All three of the other pitchers who batted in the DH-era AL were from the early years of the rule (all were in 1976 or earlier). They were all used to batting most of their careers to that point: Holtzman played 6 years for the Cubs and 1 year for Oakland pre-DH before he was penciled in to hit for himself, Jenkins was fresh off an 8-year stretch with the Cubs, and Brett played his first 4 years in the pre-DH AL before switching leagues in 1973 for the next 3 years.
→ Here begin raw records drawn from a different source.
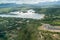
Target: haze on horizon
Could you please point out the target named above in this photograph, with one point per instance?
(26, 1)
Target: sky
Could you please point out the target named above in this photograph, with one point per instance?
(26, 1)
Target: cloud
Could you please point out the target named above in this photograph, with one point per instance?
(26, 1)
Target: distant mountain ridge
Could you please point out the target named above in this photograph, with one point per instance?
(41, 4)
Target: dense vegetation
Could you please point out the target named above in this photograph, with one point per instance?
(27, 29)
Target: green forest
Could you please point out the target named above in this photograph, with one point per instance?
(27, 29)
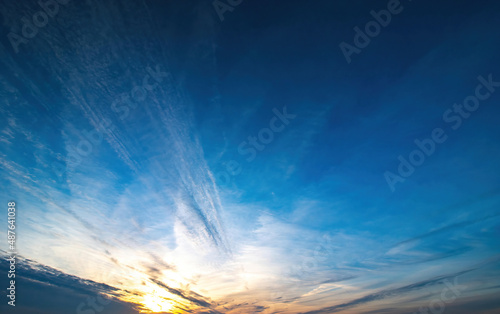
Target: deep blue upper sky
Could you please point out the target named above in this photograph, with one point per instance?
(158, 192)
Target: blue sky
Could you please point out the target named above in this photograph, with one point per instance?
(121, 131)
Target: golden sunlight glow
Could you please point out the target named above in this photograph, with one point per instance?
(157, 304)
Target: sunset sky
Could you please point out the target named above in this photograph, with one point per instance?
(199, 157)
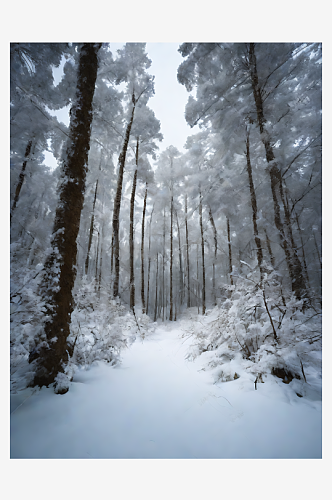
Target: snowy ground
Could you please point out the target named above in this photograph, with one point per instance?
(156, 404)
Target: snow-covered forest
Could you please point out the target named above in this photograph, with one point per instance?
(212, 253)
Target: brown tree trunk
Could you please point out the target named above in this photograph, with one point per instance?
(97, 255)
(60, 268)
(318, 254)
(112, 253)
(21, 178)
(229, 252)
(100, 260)
(171, 267)
(149, 265)
(302, 245)
(215, 256)
(254, 208)
(268, 244)
(294, 265)
(117, 203)
(142, 251)
(180, 262)
(156, 297)
(202, 245)
(91, 231)
(164, 236)
(131, 235)
(187, 248)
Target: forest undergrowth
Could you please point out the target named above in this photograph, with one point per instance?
(260, 330)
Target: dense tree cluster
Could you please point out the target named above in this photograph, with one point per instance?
(116, 223)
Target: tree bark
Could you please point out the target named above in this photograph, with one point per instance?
(156, 297)
(164, 235)
(180, 262)
(60, 267)
(117, 203)
(294, 265)
(91, 231)
(302, 245)
(215, 256)
(171, 266)
(97, 255)
(268, 244)
(229, 251)
(202, 246)
(142, 251)
(131, 235)
(187, 248)
(149, 265)
(21, 178)
(254, 208)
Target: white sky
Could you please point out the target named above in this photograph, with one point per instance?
(169, 100)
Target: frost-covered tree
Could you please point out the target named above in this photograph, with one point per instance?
(51, 352)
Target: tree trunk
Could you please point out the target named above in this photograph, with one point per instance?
(100, 259)
(142, 251)
(254, 208)
(91, 231)
(268, 244)
(294, 265)
(302, 245)
(131, 235)
(197, 287)
(60, 267)
(156, 298)
(149, 265)
(171, 267)
(318, 254)
(164, 235)
(202, 244)
(229, 251)
(187, 247)
(215, 257)
(117, 203)
(180, 263)
(21, 178)
(97, 255)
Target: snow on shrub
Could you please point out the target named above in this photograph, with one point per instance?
(272, 333)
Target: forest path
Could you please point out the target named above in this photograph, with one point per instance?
(158, 405)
Holtzman and Brett were used to PH in their careers, and Brett, who is the only pitcher to bat for himself in the starting lineup twice in the DH-league, PH 28 times over his career, including 6 times in the 2 and a half months between his two occurrences. These three pitchers averaged 546 career PAs prior to hitting for themselves. Sonnanstine, on the other hand, had accumulated 14 career PAs hitting only in interleague games played in NL parks. Never before has such an inexperienced hitting pitcher been used in lieu of a DH.

Sonnanstine was also the only one of these to hit higher than 8th (which Brett did in one of his 2 games). In fact, he's the only pitcher dating back to the mid-50s, where Retrosheet has complete batting order data, to hit 3rd in the starting lineup, and in all of Retrosheet's batting order data, which includes data from a handful of years before the 50s, the only other pitcher to hit 3rd since the turn of the century was Babe Ruth for the Yankees in 1921. A number of pitchers did it in the 1800s, most notably all-around superstar Al Spalding (who, as a side note, left the game in his prime to found a sporting goods business).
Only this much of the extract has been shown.